Comme le montre si bien le chef d’œuvre peint par Le Corrège ​​vers 1532–1533, Io et Jupiter sont deux corps : celui d’une femme et d’un homme, d’un être mortel et d’un Dieu, d’un corps de chair et d’une nuée transparente. Rapporté dans les “Métamorphoses” par le poète latin Ovide au Ier siècle de notre ère, le récit d’Io et Jupiter symbolise la rencontre érotique et charnelle entre les mondes divin et terrestre, entre le souffle et la matière. Poème en prose, théâtre de la transformation d’êtres vivants en objets, en animaux ou en végétaux, le mythe incarne une source d’inspiration inépuisable pour nombre d’artistes. 

Semblant accomplir des rites de transformation, des créatures costumées, mi-homme mi-animal paradent dans l’univers fantastique de Karine Rougier. Parallèlement, Clara Rivault vient façonner et métamorphoser la matière : l’acier, le bois et le verre sont habités d’un souffle de vie. Les deux artistes entrent en résonance avec les idées du philosophe français Michel Foucault qui pensait que « les métamorphoses ne traduisent que l’amour et la mort : elles font triompher la vie en faisant s’accoupler les êtres de toutes espèces ou elles trompent la mort en faisant passer les vivants d'une forme dans une autre ». 

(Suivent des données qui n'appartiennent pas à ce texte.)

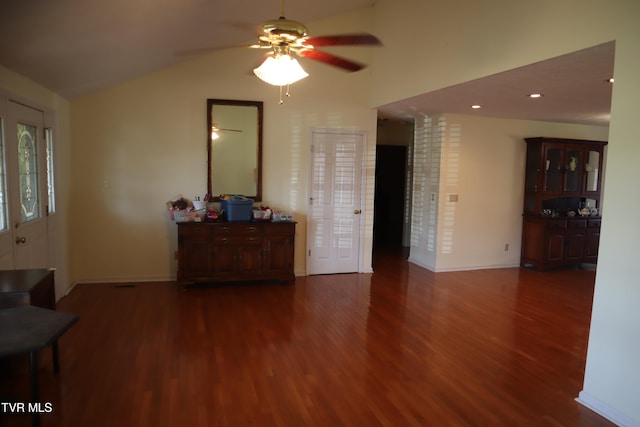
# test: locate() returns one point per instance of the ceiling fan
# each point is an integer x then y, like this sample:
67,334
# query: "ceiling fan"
285,37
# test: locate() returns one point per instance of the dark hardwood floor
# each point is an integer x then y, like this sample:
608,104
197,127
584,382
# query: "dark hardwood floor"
399,347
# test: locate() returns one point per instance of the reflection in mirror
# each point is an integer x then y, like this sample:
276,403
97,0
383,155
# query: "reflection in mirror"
234,148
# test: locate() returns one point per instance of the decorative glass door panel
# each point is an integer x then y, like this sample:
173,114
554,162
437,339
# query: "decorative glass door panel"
28,173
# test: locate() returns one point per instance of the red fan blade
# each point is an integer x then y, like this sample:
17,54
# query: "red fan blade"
330,59
343,40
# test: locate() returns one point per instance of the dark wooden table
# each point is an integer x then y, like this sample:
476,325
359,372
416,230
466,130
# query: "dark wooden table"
28,329
27,287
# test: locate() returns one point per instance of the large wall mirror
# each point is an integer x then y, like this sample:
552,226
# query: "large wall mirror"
234,148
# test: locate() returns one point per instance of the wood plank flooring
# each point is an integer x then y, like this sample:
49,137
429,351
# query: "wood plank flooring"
399,347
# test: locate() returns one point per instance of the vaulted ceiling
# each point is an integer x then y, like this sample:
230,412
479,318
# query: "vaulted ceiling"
74,47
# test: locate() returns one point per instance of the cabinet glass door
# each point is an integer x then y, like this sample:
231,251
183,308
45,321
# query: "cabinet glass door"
591,167
573,171
553,169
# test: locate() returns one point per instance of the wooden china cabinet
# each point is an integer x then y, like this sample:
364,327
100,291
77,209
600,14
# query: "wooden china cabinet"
235,251
561,216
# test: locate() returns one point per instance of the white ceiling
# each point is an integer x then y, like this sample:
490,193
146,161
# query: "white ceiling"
74,47
574,87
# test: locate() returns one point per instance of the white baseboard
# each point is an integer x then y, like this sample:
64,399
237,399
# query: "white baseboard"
605,410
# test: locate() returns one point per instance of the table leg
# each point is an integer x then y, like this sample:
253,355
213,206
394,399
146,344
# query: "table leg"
56,359
33,368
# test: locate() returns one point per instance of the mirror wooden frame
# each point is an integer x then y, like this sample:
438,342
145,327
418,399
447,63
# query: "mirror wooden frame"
211,161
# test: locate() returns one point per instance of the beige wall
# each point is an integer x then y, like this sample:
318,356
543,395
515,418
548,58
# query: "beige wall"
142,143
431,45
482,162
138,144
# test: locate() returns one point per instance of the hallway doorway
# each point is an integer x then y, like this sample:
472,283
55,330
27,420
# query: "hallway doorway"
390,191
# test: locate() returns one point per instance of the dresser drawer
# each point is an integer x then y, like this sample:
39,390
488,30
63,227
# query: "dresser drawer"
577,224
237,240
557,224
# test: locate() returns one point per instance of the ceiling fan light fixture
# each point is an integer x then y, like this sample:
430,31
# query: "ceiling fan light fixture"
281,70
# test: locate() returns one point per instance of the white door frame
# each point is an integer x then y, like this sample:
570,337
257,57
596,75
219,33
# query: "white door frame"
362,199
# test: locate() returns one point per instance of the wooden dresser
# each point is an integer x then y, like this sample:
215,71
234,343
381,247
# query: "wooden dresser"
235,251
562,178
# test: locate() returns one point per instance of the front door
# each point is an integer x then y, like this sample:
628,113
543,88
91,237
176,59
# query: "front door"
23,237
333,224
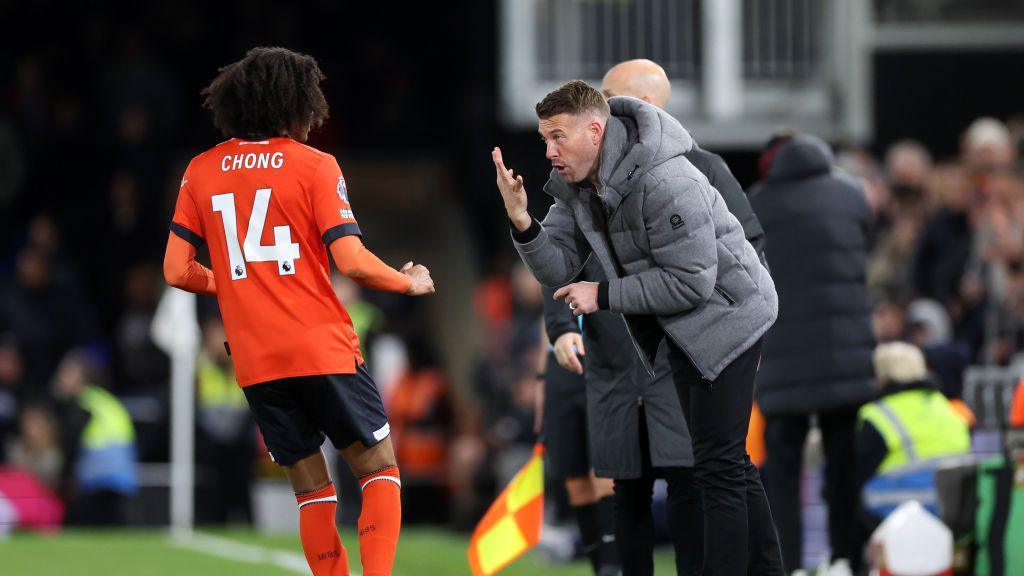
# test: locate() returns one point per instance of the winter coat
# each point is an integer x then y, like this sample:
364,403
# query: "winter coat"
818,355
677,261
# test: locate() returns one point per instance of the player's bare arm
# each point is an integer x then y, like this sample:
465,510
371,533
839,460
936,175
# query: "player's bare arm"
567,347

Ces transformations se dessinent grâce à différents jeux de matière : support des gravures rehaussées de Karine Rougier, le bois est également source de création pour Clara Rivault. Le verre soufflé de Clara fait écho à la transparence, parfois magique, de certains éléments peints par Karine Rougier. Toutes deux jouent des contraintes de la matière : comment réagit un corps à une pression ? Là où la matière semble se tordre et s’étendre chez Clara, les êtres humains de Karine flottent debout sur des nuages.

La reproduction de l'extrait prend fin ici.